NCC 120: Information Research Strategies
Tuesday/Thursday, February 5– March 12, 2013
Instructor: F. Elizabeth Nicholson
Hours: 8:00 a.m. - 5:00 p.m. Mondays - Fridays
Phone: 637-5707; E-mail: firstname.lastname@example.org
Course Description: This course guides students in becoming life-long learners and effective & efficient users of information. Students who take this course will develop the ability to recognize a need for information, efficiently locate information relevant to the need, critically evaluate information, select the most authoritative resources, and effectively communicate that information to accomplish an identified purpose. Students will be able to build upon existing skills and understandings to advance their abilities to draw upon new information in ethically-informed and resourceful ways.
Course Objectives: Upon successful completion of this course, students will have developed a basic mastery of the Association of College & Research Libraries’ five Information Literacy Standards for Higher Education:
1. The information literate student determines the nature and extent of the information needed.
2. The information literate student accesses needed information effectively and efficiently.
3. The information literate student evaluates information and its sources critically and incorporates selected information into his or her knowledge base and value system.
4. The information literate student, individually or as a member of a group, uses information effectively to accomplish a specific purpose.
5. The information literate student understands many of the economic, legal and social issues surrounding the use of information and accesses and uses information ethically and legally.
Textbooks: You are not required to buy a textbook. We will be using William Badke’s Research Strategies: Finding Your Way Through the Information Fog, which is on reserve at the Information Services Desk. You may also consult The Filter Bubble: What the Internet Is Hiding from You, which is also at the Information Services Desk.
Attendance: Since this is a hands-on class relying heavily on in-class activities, attendance is required. All of the assignments are based on in-class activities. Especially since this is only a five week course, students should attend all sessions, be on time, and stay until the class is over. If it is completely unavoidable that you miss class, it is your responsibility to find out what was covered and make the work up. In order to be granted an excused absence, you must provide me with supporting evidence that conditions were clearly beyond your control (personal illness, death or serious illness of immediate family member). You must notify me before 10:00 a.m. the day you are absent. I retain the right to judge whether the documentation you provide merits an excused absence.
Missed Class Work: Each in-class exercise is worth 10 points. If you are absent, you will not get credit for the exercise. NO EXCEPTIONS.
Assignments: All late assignments will automatically be lowered by one letter grade.
Quizzes: At the beginning of every class you will be given a one question quiz on some aspect of your reading for that day. If you are late or absent, you will not be able to take the quiz.

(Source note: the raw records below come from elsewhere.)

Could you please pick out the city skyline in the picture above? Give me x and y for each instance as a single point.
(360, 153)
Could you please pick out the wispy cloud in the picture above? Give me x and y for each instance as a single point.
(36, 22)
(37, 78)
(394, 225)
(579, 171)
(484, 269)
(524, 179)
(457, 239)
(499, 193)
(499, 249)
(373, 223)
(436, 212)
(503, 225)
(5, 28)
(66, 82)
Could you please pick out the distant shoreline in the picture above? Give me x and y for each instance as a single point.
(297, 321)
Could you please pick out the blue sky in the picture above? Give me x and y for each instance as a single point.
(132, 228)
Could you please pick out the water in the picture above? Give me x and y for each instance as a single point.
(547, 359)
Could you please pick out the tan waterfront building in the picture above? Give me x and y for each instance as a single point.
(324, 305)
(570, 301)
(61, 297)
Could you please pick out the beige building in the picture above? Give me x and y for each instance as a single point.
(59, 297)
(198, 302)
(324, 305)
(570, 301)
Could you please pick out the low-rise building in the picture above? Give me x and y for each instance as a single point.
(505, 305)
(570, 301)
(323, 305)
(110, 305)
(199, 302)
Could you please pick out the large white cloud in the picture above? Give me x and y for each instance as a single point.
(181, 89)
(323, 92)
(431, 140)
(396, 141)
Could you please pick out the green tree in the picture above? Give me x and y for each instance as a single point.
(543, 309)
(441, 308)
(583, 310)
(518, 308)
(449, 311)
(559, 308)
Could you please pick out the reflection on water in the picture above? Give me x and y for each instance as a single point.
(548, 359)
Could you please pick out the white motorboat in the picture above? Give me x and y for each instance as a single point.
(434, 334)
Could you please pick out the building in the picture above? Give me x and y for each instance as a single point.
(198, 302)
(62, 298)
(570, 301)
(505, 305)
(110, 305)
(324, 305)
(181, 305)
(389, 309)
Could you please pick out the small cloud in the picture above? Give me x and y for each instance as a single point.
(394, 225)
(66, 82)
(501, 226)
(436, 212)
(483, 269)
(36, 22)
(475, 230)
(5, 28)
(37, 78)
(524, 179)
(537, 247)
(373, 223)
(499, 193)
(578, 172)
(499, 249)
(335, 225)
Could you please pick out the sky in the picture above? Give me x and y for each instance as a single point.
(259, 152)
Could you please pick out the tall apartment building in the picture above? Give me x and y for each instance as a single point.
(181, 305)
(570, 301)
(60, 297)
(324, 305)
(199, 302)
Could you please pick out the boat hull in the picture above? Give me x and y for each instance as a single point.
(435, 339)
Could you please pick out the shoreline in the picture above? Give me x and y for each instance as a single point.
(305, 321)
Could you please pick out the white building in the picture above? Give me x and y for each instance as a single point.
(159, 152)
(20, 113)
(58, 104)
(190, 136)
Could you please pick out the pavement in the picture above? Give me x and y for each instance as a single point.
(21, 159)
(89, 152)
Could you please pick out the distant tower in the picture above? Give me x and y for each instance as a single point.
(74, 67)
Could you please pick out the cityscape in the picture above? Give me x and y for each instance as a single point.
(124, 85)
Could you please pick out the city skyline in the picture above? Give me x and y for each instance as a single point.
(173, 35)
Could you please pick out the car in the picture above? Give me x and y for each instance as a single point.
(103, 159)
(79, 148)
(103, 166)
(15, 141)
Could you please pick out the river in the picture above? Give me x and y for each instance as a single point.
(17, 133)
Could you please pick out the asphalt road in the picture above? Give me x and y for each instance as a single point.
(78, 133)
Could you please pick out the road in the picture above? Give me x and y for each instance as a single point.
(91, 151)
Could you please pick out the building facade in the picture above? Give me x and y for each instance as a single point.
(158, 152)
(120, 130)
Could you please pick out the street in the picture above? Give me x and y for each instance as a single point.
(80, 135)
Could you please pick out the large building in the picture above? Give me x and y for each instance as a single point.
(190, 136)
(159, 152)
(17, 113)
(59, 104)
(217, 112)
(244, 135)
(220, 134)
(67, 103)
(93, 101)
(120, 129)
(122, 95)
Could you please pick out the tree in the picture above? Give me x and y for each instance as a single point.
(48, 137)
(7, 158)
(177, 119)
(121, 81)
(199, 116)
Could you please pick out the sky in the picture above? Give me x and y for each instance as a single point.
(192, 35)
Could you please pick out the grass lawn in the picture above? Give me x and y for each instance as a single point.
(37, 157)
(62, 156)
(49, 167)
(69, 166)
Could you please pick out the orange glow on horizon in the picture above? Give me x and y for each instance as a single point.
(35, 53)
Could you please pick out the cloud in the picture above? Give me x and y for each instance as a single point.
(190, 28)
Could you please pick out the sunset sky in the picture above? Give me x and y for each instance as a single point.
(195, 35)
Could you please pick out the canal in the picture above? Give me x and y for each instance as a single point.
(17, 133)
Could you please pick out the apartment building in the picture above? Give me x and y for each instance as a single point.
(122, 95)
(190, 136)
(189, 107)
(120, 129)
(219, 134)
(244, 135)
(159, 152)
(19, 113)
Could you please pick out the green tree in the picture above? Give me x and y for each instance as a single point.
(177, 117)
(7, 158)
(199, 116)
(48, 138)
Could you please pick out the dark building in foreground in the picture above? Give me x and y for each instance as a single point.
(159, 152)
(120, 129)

NO EXCEPTIONS. Each question is worth 5 points.
Please turn off phones and pagers before entering class. Because this class is taught in a computer lab, the temptation to engage in chat, instant messaging, email, online games, etc. is great. You are here to learn. Only computer activities that you have been instructed to engage in will be permitted.
Session 1 - February 5 Introduction; The Information Cycle
Session 2 - February 7 The Filter Bubble; Choosing a topic/Topic Development; Organization of Information
Sesson 3 - February 12 Research Strategies; Developing a working knowledge of you topic.
Session 4 - February 14 Research Strategies; Developing a working knowledge of you topic continued.
Session 5 - February 19 Finding and evaluating books, primary sources, subject headings
Session 6 - February 21 Finding and evaluating books continued
Session 7 - February 26 Finding and evaluating articles
Session 8 - February 28 Finding and evaluating articles continued
Session 9 - March 5 Finding and evaluating websites
Session 10 - March 7 Intellectual Property, Copyright, Plagiarism, Censorship/Banned Books, Intellectual Freedom
Final: 10:00 March 12 Final
All textbooks are on Reserve at the Information Services Desk with a 2 hour loan period.